Всуе мы порой не ощущаем вечности добра, разменной монетой его живем: ты - мне, я - тебе. А ведь мудрость щедрости только в одном: я - всем.
Память и доброта в человеке неотделимо живут и пожалованы ему природой, чтобы щедро одаривать других и тем крепить меж людьми связь человеческую. Беспамятливый и скупой на добро что усохшее дерево - ни глубин прошлого корнями не ощутит, ни шумливой кроной в будущее не заглянет. Не человек, а сирота вселенская…
Не стал я, конечно, воду пригоршнями носить: для одного это вроде молитвы. К ограде подошел, чтобы банку взять. Но меня опередили.
Парень с девушкой, оба светловолосые и одноростые, словно брат с сестрой, тоже задержались у могил. Проделав путь круглолицего через ограду и вернувшись с банкой, парень взял подругу за руку, и они быстро-быстро зашагали вниз по склону.
Пошел и я следом и с обрыва видел, как они по каменной осыпи спустились к реке, постояли, о чем-то переговариваясь, глядя на ее величавое движение. Потом девушка взяла у парня банку, и, присев на корточки, стала ополаскивать ее, и вернула уже с водой, при этом глянув сквозь нее на солнце.
За все последующие Поленовские дни я так и не поговорил с ними, да и не искал повода для знакомства. Но всякий раз, завидя их вместе, светлел душой.
Мне почему-то очень важно было знать, что они ходят по этой земле и что мы молчаливо дружны.
СЕРЕЖКА
Сережке три года с хвостиком. Он крутолобый и белоголовый, словно одуванчик. Его так и зовут все взрослые - ласково и жалеючи. Ласково не только потому, что Сережка самый маленький среди больничной детворы, а просто он сама непосредственность и доверчивость бескорыстная.

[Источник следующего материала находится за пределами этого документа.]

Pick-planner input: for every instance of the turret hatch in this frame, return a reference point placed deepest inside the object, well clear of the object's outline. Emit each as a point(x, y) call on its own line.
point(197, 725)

Рано утром дверь нашей палаты вскрипывала на полувздохе, впуская легкие шорохи шагов, которые затихали обычно у изголовья койки. Притаившись, Сережка несколько минут растерянно таращился на меня, не узнавая. Должно быть, лицо человека с закрытыми глазами было для него чужим, и он всякий раз недоумевал: почему это все вокруг знакомо, а человек какой-то другой? И, не находя ответа, он осторожно тянулся своей крохотной пятеренкой к подушке, теребил ее, чуть слышно окликая: "Э-эй! Э-эй!"
Притворяться спящим не было уже смысла, хотя больничное пробуждение, конечно, не бог весть какая радость. Но если, ни о чем не задумываясь, сразу открыть глаза и боковым зрением уловить белую Сережкину голову, то в первое мгновение и впрямь можно представить себя лежащим на траве… Но это только в первое мгновение… Потому как вместо июньского неба над тобой угрюмое безмолвие потолка… И чтобы вспомнить небо и продлить его летучее видение, надо обязательно заглянуть Сережке в глаза. Они у него ясные-ясные, голубые-голубые.

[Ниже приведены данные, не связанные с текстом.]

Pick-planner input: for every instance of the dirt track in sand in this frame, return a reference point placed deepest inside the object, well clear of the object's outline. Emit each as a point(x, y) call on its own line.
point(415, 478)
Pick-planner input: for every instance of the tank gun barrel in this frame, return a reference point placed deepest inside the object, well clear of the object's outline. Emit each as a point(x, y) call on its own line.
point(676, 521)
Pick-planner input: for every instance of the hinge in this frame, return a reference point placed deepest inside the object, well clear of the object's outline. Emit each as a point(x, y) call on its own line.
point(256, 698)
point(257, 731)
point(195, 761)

Встретив обращенный на себя взгляд, Сережка светился улыбкой и говорил нараспев, словно совершал открытие:
- Здравствуй… Я тебя узна-ал…
И тут уж, как бы ни было тебе худо, ты не сможешь не улыбнуться в ответ.
Успокоительно вздыхал и сам Сережка: для него все становилось на свои места в новом дне, и он топал дальше в обход по палатам…

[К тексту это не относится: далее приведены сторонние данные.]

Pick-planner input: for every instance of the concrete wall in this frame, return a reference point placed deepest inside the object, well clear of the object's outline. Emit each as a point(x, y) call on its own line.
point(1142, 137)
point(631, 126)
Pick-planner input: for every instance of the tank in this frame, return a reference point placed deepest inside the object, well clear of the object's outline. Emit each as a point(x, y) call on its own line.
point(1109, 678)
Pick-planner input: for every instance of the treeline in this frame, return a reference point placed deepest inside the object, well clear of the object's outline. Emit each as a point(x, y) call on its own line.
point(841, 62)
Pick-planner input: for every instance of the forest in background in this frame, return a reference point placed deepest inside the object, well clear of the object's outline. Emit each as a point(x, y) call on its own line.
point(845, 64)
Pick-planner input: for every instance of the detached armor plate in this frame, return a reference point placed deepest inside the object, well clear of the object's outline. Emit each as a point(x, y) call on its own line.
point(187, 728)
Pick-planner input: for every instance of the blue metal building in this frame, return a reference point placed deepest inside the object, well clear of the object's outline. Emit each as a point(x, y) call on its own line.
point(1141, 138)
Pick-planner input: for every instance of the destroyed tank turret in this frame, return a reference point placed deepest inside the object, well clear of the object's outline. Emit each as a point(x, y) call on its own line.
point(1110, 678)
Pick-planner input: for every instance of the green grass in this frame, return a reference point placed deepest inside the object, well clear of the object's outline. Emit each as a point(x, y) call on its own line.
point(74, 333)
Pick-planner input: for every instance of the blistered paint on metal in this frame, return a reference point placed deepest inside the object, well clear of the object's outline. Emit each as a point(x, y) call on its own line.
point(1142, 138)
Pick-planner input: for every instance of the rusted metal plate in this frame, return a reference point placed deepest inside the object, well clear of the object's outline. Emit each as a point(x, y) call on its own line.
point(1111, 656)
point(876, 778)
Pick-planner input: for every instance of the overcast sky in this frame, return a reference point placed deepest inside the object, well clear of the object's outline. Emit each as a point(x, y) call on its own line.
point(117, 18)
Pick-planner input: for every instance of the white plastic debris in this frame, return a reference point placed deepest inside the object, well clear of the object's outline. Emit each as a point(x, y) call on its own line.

Весь день то здесь, то там возникала его вездесущая головенка и слышался голос, в котором жили, сменяя друг друга, радость и удивление, восторг и обида… Не было в нем только места лукавству и хитрости. Даже обычный детский каприз слышался очень редко.
Надо было видеть Сережку в обеденный час, когда санитарки разносили по палатам тарелки, исходящие паром и ароматом, а ему забывали дать в первую очередь. Обиженный и потерянный, он, казалось, тонул в непролитых слезах.
- Всем носють, а мне не-ет… - говорил он трагически.
А в день смены белья Сережка влетал в палату до неузнаваемости преображенный.
- Я новый! Я новый! - выкрикивал он радостно и поглаживал, похлопывал ладошками себя по бокам, привлекая внимание к свежевыстиранной пижамке, в которую его обрядили сердобольные сестры.
Для жалости тоже были свои причины. Когда Сережке едва исполнилось три месяца, умерла его девятнадцатилетняя мать. Отец женился второй раз, взял с ребенком. Вскоре у Сережки появился еще один братик, сроднивший всю их семью…
Когда в больницу приходила мама Галя, Сережка, встретив ее, непременно обегал палаты, оделяя всех своей радостью: "Моя мама пришла! Моя мама пришла!" А мама Галя, смущенная, выкладывала на стол гостинцы и протяжным ласковым взглядом следила, как Сережка суматошно подхватывал их и вновь мчался в палаты, извещая - мама принесла! Потом она ловила его голову в ладони и порывисто прижимала ее к себе. И в этом жесте прорывались любовь и жалость… Должно быть, в ней все еще бился тревогой вопрос: не таится ли в Сережке страшная беда его кровной матери?
А Сережка затихал на ее коленях и, слушая сказку, которую читала ему из книжки мама Галя, призывно заглядывал в глаза всем проходящим мимо, как бы приглашая радоваться вместе с ним…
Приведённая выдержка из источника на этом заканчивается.